Global union the ITF (International Transport Workers’ Federation) today described POALs lockout decision as “unbelievable, unlawful and practically suicidal.”

ITF president Paddy Crumlin said:

It’s like watching a car crash in slow motion. Do Richard Pearson and Tony Gibson have a death wish for this port? Just when a negotiated settlement was within reach they have trampled on those hopes and issued a lock out notice.

The thugs in this dispute are in the boardroom at POAL: slinging out workers, locking out workers, trying to bring in strikebreakers from outside New Zealand to replace a willing and skilled workforce. Gibson and Pearson beggar belief. It’s like they want to turn this port into a disaster area.

Crumlin was speaking from the ITF’s London headquarters, where the organisation’s Fair Practices Committee (FPC) – a high level group made up of global docker and seafarer union representatives – was planning its response to this latest provocation.
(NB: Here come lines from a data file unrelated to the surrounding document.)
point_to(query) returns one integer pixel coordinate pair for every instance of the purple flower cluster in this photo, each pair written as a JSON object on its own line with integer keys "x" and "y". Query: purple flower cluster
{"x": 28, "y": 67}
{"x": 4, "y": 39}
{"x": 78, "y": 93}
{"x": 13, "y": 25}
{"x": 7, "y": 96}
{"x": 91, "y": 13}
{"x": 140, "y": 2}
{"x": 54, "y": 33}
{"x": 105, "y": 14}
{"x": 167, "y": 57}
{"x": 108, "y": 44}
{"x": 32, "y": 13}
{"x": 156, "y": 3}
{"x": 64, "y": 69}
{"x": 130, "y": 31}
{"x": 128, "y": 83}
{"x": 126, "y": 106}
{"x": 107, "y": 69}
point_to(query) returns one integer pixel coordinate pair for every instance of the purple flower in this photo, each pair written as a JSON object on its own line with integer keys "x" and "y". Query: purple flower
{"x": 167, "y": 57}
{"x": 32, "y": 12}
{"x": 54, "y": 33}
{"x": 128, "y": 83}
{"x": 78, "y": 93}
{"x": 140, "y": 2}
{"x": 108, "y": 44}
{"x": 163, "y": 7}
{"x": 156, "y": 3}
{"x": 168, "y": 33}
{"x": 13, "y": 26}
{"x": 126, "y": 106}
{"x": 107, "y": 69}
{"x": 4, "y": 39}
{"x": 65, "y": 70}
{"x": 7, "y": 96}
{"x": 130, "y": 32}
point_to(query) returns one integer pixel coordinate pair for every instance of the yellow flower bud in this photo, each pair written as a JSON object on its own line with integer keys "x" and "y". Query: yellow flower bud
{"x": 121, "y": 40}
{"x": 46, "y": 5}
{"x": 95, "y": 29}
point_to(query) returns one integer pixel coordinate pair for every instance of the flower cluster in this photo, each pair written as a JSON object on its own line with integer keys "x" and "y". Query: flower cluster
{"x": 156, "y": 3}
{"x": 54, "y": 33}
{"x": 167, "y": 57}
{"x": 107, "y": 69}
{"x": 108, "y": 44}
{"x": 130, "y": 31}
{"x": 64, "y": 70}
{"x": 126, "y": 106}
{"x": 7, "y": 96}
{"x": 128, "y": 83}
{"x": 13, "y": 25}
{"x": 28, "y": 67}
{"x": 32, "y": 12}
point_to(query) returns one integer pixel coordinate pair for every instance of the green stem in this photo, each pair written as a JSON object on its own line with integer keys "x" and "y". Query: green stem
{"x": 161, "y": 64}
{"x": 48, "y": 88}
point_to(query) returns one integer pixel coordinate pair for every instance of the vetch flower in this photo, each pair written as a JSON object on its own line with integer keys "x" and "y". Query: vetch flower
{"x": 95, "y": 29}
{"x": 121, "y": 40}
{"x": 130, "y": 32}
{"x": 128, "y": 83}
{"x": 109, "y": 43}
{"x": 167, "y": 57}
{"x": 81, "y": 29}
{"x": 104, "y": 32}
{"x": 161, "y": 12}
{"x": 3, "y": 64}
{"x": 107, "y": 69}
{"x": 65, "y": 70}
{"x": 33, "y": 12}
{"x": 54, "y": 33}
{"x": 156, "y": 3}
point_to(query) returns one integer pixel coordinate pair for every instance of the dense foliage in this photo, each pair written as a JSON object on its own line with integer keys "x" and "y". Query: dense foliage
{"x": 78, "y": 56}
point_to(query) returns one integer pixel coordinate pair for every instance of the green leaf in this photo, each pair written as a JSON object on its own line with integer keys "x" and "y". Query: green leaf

He continued:

We are today calling on our members to use all lawful means to convince Auckland’s mayor and council to step in and replace those in the POAL board responsible for these actions with members who are willing to run this important asset properly for the benefit of the city of Auckland and its citizens.

We are also forming an international crisis mission to investigate the management-engineered crisis in POAL and meet with the city’s mayor, as well as further investigating the use of labour supply companies to break strikes and drive down conditions in the ports industry in New Zealand and internationally.

Today’s decision by POAL’s chairman and CEO to crush the hopes and chances of a solution that was so close just yesterday has shown that they are not fit to be running this enterprise. The port of Auckland is community owned. That community has been sold out. Even those who have supported the management so far are now realising that they are defending the indefensible.